Lord Herschell has also recorded his strong opinion about such proviso, since it violates the sanctity of the body. In Russel v Russel(1897) AC 395he went as far to say that ‘some of the case outcomes, based on restitution, bordered on the barbaric’. The judgement highlights the way that even the choice to have a child is a personal choice that ought to be taken by the lady and not something she ought to be forced into without wanting to. This provision is genuinely an indication of the ill-conceived frontier time. It needs legitimate sponsorship and is a glaring encroachment of an individual’s directly over his/her body, in this manner disregarding an individual’s freedom under Article 21 of the Indian constitution. Justice Subba Rao insightfully mentioned this objective fact and extended the privilege to life to incorporate individual’s freedom also.

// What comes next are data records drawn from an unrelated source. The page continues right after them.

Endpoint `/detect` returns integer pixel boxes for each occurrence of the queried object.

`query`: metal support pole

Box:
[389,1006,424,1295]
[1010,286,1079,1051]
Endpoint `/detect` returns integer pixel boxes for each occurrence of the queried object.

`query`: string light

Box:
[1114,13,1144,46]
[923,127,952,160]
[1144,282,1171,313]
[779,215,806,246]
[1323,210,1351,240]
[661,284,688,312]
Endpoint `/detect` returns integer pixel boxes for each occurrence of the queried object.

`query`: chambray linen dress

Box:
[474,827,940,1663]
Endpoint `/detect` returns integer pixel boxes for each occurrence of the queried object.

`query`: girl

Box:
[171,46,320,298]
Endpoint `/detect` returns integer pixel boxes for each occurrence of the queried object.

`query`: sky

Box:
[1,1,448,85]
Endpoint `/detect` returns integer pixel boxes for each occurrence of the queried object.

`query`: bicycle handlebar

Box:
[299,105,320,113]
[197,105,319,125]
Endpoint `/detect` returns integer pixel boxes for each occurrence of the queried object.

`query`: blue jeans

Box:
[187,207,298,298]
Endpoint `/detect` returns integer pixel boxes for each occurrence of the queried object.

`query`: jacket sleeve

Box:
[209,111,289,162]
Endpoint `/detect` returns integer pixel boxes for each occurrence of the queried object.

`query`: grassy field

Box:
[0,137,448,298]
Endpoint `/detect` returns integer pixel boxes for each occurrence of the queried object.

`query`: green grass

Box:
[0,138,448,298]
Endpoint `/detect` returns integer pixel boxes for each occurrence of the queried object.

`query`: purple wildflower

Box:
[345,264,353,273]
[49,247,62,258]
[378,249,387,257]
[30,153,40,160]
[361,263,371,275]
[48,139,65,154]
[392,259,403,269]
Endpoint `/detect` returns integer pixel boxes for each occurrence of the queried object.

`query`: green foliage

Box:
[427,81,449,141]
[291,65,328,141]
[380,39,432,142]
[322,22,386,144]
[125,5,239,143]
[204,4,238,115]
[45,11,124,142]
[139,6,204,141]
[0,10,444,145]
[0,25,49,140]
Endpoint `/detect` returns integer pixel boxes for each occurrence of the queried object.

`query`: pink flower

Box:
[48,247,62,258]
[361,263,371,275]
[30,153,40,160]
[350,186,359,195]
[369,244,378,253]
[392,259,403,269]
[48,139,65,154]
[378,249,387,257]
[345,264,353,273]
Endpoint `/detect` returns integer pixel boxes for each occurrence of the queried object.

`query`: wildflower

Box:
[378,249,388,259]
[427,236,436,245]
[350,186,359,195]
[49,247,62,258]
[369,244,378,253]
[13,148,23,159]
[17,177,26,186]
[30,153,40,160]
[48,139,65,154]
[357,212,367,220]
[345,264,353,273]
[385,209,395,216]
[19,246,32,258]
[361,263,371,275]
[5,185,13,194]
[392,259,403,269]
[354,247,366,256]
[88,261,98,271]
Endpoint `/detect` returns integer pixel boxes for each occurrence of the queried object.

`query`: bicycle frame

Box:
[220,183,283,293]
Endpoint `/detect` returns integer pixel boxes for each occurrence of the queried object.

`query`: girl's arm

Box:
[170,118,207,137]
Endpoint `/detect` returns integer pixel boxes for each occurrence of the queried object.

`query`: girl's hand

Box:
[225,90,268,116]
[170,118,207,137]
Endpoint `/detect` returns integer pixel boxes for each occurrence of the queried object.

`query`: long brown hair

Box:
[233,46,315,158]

One year after the historic Sareetha judgment, the Delhi High Court in Harvinder Kaur v Harminder Singh,re-examined this issue and held to the contrary. In this case the wife challenged a decree for restitution granted to her husband by the lower court. The court, while dismissing the appeal, held that the section was constitutionally valid, stating that the dual objective of the section was ‘restoring amity in marital life through a legally enforced rapprochement’. The court went ahead to include that presenting protected law in the circle of marriage resembles a bull in a china shop, and that articles 14, 21 have no place in the security of the home. The Delhi court re-imagined the establishments of conjugal connections, far from the security of appropriate to protection. Facilitate, the court considered intercourse as an imperative component of marriage, yet not really the ‘sumnumbonum’, behind petitions of restitution. Hence, not at all like Justice Chowdhary, the Delhi high court took a more restricted perspective of the stipulation of restitution.

The Supreme Court inSaroj Rani V. S.K Chadda,illuminated its position on this arrangement. The court translated that marriage, as a socially endorsed practice and family as its basic structure, gave a couple innate rights over each other’s society. The Supreme Court communicated its inspiration to ensure these uncodified laws towards, the social capacity of keeping the separation of the marriage. The Supreme Court likewise called attention to how the segment contained adequate shields to counteract abuse of a gathering to the marriage. Promote, the court held that the rule 32 of Order 21 was not coercive, but rather just a money related instrument to instigate the re-foundation of conjugal relations and to keep the separating of the conjugal tie. Hence, Justice Mukherjee found that area 9 was not disregarding Art 14 and 21 of the constitution.

In conclusion it can be said that the proverb “You can take a horse to the water, but you can’t make him drink”, suits well on the provision for restitution of conjugal rights under the Indian personal laws. The court can pass a decree for restitution of conjugal rights and request the failing mate to live together with the distressed life partner. However, it is to be noticed that the court can’t force the defaulting mate to physically come back to the solace consortium of the announcement holder life partner.




Prerna Deep is currently a first-year student at Campus Law Centre, University of Delhi.  She has completed English Honours from Miranda House, DU. Literature gave this forever bibliophile the wings to follow her heart and Law gave her the strength to believe that she too can change the world. She considers receiving an award for her essay on ‘Women and Law in India’ from Mr Ram Jethmalani a treasure. When not writing she’s probably binge-watching sitcoms.  She believes nothing describes her best than Virginia Woolf’s words:
“I have a deeply hidden and inarticulate desire for something beyond the daily life.”